A ministra não falou com a imprensa, mas destacou o interesse do Governo Bolsonaro em observar a Amazônia como potência de desenvolvimento sustentável, sem que isso impeça o agronegócio, bandeira levantada pelo governador Gladson Cameli e apoiada pela bancada federal.
Segundo o coordenador da bancada, o senador Sérgio Petecão, a presença da ministra nesse corpo a corpo com os produtores acreanos mostra o interesse dela em dialogar com quem faz a roda girar no campo. Petecão se mostra otimista com a recepção da ministra de Jair Bolsonaro.
“Algumas pessoas de Brasília até ironizaram, perguntando onde que vamos colher soja. Mas a gente sabe que isso aqui é uma simbologia, é um gesto de compromisso do governo federal para com o Estado. Isso é uma página que estamos virando, cria-se uma expectativa positiva. Eu acredito, e essa vinda apenas consolida o nosso sonho”, aponta o senador.

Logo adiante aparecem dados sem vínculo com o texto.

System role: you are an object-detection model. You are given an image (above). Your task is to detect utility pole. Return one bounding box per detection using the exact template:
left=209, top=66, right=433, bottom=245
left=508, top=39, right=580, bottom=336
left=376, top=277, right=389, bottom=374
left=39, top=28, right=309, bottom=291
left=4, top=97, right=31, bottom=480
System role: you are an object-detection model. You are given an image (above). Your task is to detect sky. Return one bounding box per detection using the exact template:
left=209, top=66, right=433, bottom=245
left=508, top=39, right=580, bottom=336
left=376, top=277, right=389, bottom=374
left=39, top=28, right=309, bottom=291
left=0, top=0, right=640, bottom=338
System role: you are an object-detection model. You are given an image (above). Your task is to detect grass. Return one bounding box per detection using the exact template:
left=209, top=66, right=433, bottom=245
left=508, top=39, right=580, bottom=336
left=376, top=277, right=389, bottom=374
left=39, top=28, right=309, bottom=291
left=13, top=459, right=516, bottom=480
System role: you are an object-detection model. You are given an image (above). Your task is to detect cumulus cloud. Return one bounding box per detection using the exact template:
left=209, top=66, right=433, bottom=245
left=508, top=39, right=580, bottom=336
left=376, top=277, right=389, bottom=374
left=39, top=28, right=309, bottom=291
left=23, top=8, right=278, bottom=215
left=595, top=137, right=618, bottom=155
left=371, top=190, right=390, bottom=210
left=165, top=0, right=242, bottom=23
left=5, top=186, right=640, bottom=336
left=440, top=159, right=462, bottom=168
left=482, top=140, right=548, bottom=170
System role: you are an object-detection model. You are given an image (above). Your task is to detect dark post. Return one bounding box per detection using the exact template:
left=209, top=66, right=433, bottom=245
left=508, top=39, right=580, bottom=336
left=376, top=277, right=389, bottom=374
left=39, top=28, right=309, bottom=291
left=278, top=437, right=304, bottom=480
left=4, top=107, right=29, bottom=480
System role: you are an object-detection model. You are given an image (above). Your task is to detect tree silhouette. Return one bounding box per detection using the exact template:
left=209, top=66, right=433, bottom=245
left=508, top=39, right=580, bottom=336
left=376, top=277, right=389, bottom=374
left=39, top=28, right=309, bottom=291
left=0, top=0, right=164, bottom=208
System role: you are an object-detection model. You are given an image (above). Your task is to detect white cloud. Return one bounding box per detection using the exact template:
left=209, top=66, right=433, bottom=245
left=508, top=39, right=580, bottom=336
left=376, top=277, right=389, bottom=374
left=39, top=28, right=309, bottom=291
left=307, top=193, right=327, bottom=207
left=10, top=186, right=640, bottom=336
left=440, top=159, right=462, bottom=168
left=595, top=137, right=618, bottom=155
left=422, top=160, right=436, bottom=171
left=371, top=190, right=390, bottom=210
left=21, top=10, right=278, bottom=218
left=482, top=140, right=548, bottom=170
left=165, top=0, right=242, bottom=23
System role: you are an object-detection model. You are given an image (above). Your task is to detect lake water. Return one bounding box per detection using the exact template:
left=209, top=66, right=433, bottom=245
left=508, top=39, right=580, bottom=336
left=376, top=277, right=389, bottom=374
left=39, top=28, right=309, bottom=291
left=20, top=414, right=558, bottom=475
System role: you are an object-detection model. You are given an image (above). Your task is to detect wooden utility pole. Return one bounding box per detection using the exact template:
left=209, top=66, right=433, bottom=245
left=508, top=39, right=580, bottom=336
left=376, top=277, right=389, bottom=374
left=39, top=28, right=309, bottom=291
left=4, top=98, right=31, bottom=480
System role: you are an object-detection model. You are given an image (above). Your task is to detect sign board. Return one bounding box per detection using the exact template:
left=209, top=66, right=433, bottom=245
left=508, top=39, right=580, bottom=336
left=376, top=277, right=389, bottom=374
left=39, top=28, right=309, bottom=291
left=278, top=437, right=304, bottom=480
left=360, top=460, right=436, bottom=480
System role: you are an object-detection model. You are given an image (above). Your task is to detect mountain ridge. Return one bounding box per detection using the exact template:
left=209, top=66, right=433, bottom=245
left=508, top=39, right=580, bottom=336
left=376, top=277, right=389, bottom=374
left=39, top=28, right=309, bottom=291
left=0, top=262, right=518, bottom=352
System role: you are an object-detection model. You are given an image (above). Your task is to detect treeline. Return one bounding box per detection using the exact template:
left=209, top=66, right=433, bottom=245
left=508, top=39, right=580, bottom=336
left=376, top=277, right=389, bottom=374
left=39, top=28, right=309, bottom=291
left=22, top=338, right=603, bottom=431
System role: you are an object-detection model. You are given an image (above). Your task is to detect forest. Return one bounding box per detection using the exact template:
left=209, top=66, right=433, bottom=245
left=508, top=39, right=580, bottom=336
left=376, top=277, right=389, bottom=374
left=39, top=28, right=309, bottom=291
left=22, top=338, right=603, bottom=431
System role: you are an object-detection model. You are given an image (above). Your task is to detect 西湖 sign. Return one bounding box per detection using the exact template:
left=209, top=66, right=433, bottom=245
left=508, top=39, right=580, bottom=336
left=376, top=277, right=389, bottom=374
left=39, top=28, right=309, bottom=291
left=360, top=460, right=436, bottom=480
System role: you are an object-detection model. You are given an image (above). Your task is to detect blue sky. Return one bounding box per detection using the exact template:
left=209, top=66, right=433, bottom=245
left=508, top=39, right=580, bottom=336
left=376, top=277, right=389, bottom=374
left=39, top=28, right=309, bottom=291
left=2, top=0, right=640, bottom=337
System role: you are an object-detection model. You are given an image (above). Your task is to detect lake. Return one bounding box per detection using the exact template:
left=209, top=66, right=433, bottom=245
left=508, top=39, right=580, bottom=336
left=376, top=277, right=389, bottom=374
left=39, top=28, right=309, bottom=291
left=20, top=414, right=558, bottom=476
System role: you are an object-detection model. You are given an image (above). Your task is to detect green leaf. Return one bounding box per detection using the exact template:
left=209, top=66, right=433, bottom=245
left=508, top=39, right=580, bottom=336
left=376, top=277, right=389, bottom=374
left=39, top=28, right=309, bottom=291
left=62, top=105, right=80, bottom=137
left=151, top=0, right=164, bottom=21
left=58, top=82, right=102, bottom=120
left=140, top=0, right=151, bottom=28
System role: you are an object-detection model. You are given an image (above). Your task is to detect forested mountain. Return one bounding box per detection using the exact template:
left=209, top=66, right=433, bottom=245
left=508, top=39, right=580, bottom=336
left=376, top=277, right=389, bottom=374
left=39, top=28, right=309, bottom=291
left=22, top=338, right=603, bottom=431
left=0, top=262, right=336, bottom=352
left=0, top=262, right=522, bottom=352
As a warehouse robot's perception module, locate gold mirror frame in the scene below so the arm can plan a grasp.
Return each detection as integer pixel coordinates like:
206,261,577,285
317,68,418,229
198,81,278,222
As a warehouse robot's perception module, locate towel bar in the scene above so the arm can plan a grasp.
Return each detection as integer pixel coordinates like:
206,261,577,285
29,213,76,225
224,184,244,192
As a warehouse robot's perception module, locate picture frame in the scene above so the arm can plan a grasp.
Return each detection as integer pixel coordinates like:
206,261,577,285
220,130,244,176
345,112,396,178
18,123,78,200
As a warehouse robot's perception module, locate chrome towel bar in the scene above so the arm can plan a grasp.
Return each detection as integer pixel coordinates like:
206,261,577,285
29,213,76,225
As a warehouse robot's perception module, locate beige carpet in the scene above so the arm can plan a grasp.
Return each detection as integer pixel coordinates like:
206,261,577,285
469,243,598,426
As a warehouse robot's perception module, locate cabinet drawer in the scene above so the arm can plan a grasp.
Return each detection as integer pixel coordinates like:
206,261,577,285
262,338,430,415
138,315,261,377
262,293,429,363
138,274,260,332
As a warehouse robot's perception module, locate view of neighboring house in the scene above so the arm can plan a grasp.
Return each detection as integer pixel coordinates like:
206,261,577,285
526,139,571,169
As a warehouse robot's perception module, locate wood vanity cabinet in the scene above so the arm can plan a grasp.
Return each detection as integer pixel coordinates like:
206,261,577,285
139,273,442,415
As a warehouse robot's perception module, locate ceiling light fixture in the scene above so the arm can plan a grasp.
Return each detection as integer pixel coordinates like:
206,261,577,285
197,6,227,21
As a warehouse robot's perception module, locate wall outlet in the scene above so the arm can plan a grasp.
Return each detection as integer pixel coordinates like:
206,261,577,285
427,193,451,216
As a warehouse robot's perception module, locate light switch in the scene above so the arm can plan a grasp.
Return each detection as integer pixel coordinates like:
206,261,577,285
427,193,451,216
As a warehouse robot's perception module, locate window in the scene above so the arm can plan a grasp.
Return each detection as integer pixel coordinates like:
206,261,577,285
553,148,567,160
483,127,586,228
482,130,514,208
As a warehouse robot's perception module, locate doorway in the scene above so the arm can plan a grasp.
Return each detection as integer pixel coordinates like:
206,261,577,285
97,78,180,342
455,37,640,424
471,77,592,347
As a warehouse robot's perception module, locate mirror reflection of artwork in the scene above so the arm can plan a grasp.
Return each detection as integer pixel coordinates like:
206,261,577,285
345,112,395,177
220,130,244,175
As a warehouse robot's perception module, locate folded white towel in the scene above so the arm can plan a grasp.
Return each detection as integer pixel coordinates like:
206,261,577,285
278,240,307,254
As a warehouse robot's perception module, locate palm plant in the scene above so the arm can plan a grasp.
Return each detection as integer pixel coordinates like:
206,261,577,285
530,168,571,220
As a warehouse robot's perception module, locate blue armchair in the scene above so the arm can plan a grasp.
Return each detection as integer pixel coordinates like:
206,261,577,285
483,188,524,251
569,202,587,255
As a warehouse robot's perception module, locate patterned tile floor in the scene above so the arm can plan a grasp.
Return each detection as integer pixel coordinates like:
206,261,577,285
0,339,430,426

Já o presidente da Federação da Agricultura, Assuero Veronez, comenta que a carga tributária é inimiga das indústrias, e isso impacta diretamente no bolso do produtor, mas mais que isso, há a necessidade da união dos políticos para um olhar diferencia à Amazônia, onde os curtos operacionais são, originalmente, mais altos.
“Está aí a soja, hoje, exatamente uma cultura que até ontem não tinha nada. Isso, com certeza, vai aumentar. O fundamental é que estamos alinhado com o governo aqui e lá em Brasília, para fazer o Brasil crescer. Isso faz gerar emprego, aumenta a confiança, e ativa a economia do país. É um círculo virtuoso, e não vicioso como tínhamos”, acredita.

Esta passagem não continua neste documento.